The Mozambican economy is recovering gradually as the real Gross Domestic Product (GDP) increased to 3.3% in the first three quarters of 2018, supported by contributions from a broad range of economic sectors, including agriculture.
Tight monetary conditions and lower food price increases have led inflation to decline rapidly, reaching 4.7% year-on-year in October 2018, despite significant adjustments in administered prices.
The exchange rate has been stable, and the Bank of Mozambique has rebuilt its international reserves to a comfortable level (6.3 months of next years’ projected non-mega projects imports).
The outlook for 2019 is for a further, gradual recovery in economic activity and continued subdued inflation.
Real GDP growth is projected in the range of 4% to 4.7%, supported by sustained efforts to achieve durable peace, gradual easing of monetary conditions, clearing of domestic payments arrears to suppliers, and higher foreign direct investment, particularly in the liquefied natural gas (LNG) mega projects.
Inflation is projected at around 6% in 2019.
An International Monetary Fund (IMF) staff team led by Ricardo Velloso which visited Maputo, to review recent economic developments and initiate discussions on possible options for engagement with the Mozambican authorities in 2019 made this known.
The team welcomed the Government’s strong commitment to buttress macroeconomic stability through fiscal consolidation, tight monetary and financial policies, and the adoption of reforms to improve the business environment as well as governance and transparency.
The IMF team advised the authorities to maintain fiscal prudence in the run-up to next year’s elections by keeping the primary fiscal deficit at, or below, 1.5% of GDP in 2019 (the same level projected for 2018).
It stressed the importance for the Government to rely on external grant financing and highly concessional loans, while ensuring that issuance of debt guarantees strictly follows the approval procedures established in December 2017.
Ongoing efforts to clear domestic payments arrears to suppliers and adopt reforms in public financial management to avoid further accumulation of arrears, eliminating over time the VAT refund backlog is also critical were also welcomed.

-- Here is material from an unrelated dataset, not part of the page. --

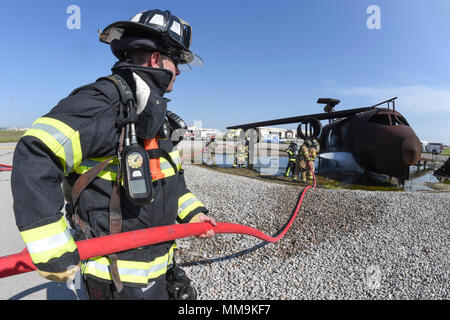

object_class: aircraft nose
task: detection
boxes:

The mission noted that there is room for the Bank of Mozambique to continue easing monetary policy but stressed that this should be done cautiously given the uncertainties in the world economy.
It encouraged the Bank of Mozambique to safeguard international reserves and maintain the flexible exchange rate regime.

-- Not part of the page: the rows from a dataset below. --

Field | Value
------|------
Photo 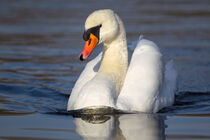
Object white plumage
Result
[68,10,177,112]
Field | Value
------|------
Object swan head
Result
[79,9,119,61]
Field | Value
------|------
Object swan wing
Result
[116,38,163,112]
[67,52,102,110]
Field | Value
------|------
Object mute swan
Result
[67,9,177,112]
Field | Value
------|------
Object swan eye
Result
[83,24,102,41]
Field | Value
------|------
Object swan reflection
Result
[75,114,165,140]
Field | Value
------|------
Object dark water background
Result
[0,0,210,140]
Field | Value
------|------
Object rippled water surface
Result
[0,0,210,140]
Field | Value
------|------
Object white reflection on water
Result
[74,114,165,140]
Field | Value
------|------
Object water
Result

The IMF team however stressed the importance of ensuring that possible future agreements with holders of previously undisclosed debts are consistent with returning the country’s overall debt position to a sustainable path and achieving poverty reduction and sustainable development in Mozambique.

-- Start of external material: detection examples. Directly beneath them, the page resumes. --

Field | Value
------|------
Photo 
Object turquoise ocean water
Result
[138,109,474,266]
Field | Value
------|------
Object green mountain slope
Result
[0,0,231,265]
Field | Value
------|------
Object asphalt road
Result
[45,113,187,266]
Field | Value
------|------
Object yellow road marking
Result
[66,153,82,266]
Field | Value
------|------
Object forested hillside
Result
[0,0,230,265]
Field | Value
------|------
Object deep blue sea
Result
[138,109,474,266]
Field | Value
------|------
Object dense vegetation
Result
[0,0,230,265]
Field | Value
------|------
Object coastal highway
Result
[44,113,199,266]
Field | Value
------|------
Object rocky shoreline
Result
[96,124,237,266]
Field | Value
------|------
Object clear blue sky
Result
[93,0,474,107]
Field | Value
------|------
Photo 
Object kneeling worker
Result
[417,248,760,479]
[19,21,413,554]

The team held discussions with Prime Minister Carlos do Rosário, Minister of Economy and Finance Adriano Maleiane, Minister of Mineral Resources and Energy Ernesto Max Tonela, Minister of Industry and Commerce Ragendra de Sousa, Bank of Mozambique Governor Rogério Zandamela and other senior government officials, representatives from the Assembly of the Republic, private sector, and the donor community.